Neil Roe left his office life behind to follow his dream

But this isn’t mass produced product at budget prices. Roe is aiming for the type of surfer who has a passion for a different type of surfing and is prepared to invest in a one-of-a-kind board, made by hand, and coming from nature.

I ask Roe to explain the difference between riding a wooden surfboard to the modern foam composites. He hesitates, searching to put into words the obvious devotion he has for his craft and surfing: “There is an emotional pull for a wooden board, a type of nostalgia that draws you in. Before you even get in the water, just picking up a wooden board connects you with the earliest history of surfing. The ancient Hawaiians used to shape boards out of Koa logs harvested from the jungle. There are so many classic stories and photos etched into our memories of pioneer surfers riding balsa boards.”

Hand-crafted surfboards to meet a variety of sizes.

Aside from the aesthetic and emotional reasons, wooden boards have other qualities according to Roe: “They are heavier, and this weight translates into a different feel in water. I think it makes you surf more in tune with the wave, as you start to use gravity and wave power to get speed and direction. You follow the waves lead and you end up surfing differently and a kind of graceful style evolves. Combining the extra weight with the stiffness makes for a silky-smooth ride you just don’t get on other materials. This is especially noticeable on the wooden longboards in bigger, faster and choppier waves.”

Taiwan’s Typhoons Bring Waves

“Any invitation to come on over, enjoy a fire on the beach, surf, explore the jungle and generally get lost in this fascinating part of Asia is one worth taking.”

Surfing in Taiwan is gaining popularity but it’s still a little rough around the edges. But that’s probably what makes it special. The waves are most consistent between the months of November to March, although typhoon season from April to September can also reward surfers with big beefy waves. Water temperature doesn’t go below 20 degrees.

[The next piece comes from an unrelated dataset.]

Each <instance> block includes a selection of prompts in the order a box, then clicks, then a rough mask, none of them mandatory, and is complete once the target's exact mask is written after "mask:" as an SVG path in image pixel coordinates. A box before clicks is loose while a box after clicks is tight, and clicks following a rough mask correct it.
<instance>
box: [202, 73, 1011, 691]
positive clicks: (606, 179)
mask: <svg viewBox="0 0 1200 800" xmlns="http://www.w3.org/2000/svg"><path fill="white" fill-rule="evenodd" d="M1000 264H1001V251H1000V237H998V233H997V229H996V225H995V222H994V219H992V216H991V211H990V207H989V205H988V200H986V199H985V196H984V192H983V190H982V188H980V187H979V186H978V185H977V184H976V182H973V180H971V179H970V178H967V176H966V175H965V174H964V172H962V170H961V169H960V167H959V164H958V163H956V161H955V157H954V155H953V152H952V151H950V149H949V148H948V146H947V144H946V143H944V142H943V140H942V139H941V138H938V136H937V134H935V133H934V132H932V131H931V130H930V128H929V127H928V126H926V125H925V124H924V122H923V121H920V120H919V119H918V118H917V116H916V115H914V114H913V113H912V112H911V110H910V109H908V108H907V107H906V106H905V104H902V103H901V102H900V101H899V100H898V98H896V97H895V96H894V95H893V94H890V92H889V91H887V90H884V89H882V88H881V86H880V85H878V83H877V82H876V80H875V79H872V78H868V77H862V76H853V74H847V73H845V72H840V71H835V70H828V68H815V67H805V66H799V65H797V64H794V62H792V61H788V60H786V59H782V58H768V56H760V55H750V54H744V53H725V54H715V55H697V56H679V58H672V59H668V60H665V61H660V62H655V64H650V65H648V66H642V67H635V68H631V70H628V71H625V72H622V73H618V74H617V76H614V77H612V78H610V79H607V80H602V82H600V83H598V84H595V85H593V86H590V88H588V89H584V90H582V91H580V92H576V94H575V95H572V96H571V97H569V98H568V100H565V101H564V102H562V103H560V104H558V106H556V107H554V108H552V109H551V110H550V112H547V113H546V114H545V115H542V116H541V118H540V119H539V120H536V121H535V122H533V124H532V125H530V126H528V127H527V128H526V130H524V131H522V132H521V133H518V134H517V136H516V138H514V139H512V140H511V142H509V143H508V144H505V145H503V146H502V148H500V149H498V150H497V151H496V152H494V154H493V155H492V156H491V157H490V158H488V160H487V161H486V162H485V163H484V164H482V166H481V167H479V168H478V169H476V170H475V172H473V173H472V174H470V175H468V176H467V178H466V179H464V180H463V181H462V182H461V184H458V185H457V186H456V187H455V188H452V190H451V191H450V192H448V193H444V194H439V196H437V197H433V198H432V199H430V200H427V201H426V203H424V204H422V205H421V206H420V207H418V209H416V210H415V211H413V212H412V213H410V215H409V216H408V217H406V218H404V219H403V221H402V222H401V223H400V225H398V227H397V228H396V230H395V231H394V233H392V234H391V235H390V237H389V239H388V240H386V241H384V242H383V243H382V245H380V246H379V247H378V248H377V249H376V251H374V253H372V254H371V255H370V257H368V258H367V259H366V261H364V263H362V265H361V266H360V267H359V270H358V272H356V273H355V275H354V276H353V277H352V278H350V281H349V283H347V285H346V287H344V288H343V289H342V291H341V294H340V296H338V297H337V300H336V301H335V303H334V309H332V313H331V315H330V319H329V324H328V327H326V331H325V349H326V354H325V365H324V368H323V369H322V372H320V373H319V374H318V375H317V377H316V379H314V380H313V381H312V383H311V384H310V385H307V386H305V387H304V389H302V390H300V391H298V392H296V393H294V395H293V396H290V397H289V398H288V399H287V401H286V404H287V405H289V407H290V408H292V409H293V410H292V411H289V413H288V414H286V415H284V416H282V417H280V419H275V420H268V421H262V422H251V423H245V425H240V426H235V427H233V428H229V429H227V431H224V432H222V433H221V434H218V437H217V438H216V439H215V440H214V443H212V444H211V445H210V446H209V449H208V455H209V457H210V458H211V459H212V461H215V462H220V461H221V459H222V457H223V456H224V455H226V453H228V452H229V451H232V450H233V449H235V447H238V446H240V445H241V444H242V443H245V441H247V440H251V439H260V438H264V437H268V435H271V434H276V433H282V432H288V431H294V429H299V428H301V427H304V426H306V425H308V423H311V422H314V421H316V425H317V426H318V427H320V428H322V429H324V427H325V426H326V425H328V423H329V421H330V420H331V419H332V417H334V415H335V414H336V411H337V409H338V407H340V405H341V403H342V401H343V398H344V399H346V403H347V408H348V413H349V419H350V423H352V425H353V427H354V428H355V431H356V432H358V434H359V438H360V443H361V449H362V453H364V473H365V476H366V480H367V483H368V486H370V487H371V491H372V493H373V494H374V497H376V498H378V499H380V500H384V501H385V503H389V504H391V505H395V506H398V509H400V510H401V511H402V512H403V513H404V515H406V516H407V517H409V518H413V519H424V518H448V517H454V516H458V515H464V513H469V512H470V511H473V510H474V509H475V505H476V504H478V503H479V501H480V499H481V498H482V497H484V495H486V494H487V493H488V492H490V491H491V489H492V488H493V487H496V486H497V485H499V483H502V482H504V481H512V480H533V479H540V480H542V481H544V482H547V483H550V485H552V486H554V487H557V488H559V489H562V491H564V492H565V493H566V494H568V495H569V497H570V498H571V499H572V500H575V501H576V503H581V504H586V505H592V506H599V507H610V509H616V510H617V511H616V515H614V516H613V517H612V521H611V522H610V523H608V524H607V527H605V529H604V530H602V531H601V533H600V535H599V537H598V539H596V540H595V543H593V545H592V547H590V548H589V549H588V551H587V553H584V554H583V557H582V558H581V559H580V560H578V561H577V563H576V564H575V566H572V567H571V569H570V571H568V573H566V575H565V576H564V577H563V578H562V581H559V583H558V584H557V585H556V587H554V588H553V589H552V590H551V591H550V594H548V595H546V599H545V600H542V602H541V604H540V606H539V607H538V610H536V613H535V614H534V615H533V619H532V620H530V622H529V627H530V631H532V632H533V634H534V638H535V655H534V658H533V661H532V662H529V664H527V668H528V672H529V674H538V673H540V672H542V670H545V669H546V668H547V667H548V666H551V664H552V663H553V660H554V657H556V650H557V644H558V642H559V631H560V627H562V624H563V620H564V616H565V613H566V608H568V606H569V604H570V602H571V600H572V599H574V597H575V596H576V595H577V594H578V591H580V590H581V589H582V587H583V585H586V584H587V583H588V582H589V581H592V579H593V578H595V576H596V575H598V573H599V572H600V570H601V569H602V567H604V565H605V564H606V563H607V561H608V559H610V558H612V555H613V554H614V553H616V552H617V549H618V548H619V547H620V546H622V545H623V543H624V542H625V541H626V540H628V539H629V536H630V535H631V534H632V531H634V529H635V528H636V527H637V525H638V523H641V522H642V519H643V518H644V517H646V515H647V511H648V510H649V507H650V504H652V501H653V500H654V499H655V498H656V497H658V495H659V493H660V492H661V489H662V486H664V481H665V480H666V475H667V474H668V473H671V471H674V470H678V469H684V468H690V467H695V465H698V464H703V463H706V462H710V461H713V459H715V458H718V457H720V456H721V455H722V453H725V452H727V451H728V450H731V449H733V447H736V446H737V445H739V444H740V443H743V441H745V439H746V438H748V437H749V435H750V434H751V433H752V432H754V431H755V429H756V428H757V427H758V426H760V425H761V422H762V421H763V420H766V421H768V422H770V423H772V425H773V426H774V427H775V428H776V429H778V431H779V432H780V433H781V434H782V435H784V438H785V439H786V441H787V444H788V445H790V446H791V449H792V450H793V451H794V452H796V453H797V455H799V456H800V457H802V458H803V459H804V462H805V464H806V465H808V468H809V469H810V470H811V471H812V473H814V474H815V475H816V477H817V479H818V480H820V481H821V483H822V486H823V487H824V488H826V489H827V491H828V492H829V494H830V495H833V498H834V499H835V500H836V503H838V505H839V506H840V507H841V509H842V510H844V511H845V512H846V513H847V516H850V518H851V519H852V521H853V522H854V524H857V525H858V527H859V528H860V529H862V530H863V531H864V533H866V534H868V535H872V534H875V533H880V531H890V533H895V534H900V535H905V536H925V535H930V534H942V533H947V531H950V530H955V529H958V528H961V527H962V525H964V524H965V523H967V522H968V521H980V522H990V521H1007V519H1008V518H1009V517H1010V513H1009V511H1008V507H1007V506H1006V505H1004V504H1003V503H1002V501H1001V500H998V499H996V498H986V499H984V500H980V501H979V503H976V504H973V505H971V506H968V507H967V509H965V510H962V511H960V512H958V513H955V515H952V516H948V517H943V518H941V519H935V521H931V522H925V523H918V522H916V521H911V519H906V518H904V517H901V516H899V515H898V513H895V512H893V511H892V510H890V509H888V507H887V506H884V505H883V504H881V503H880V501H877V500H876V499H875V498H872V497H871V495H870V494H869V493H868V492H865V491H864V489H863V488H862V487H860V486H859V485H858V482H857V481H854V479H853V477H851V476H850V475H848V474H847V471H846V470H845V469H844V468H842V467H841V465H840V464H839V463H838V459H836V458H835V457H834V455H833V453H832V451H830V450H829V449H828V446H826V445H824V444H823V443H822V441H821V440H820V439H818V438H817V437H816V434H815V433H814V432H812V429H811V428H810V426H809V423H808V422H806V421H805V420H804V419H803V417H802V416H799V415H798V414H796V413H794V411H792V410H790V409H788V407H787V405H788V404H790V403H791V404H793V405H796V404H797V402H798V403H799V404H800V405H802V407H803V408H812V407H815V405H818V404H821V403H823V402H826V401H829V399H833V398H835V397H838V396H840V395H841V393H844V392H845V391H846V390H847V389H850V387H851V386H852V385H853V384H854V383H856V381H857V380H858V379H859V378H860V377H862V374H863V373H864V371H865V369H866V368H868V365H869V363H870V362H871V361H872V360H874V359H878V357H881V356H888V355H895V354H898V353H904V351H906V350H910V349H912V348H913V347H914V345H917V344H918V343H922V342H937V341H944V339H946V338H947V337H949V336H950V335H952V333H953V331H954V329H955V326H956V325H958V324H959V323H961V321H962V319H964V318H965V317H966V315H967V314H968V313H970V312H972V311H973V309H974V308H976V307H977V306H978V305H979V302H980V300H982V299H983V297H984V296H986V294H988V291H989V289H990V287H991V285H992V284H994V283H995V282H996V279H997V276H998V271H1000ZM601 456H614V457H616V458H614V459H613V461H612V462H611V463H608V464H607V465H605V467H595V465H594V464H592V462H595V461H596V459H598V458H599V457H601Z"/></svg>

Best of all, Roe tells me that you can easily find empty waves in the weekdays, and even in the weekends if you are prepared to look. There are plenty of places to rent boards and travel is relatively easy.

Taiwan is still relatively unknown as a surf destination but it’s an ultra-cool place with good waves and the laid-back style of Bali – without all the crowds.

Just remember to bring an international driver’s licence, as well as your national driver’s licence, if you intend to rent transport. We didn’t and renting a car was impossible. Luckily, public transport is good with a train system running down most of the east coast with plentiful cheap connecting bus services. Most surf shops run shuttles, can hire out scooters, or are close enough that you can walk to the break. But having a car would give you much greater freedom to explore this wild coastline.

While Roe and Van Zyl are concentrating on developing their surfboard business they also encourage people to visit the workshop and get involved in the process of making something. And the pair offer a small number of dedicated surf trips where travellers can: “Chase waves, camp on the beach, visit the hot springs, and explore waterfalls and mountain swimming holes.” Basically, Roe says it’s the kind of surf trip that they like to do themselves when they have free time: “For sure we’ll take some of our boards along for the surfers to try out. But hopefully we’ll also make some friends along the way.”

Finished Zeppelin Board in Taiwanese temple.

Any invitation to come on over, enjoy a fire on the beach, surf, explore the jungle and generally get lost in this fascinating part of Asia is one worth taking. You may even fall in love with a piece of wood beneath your feet.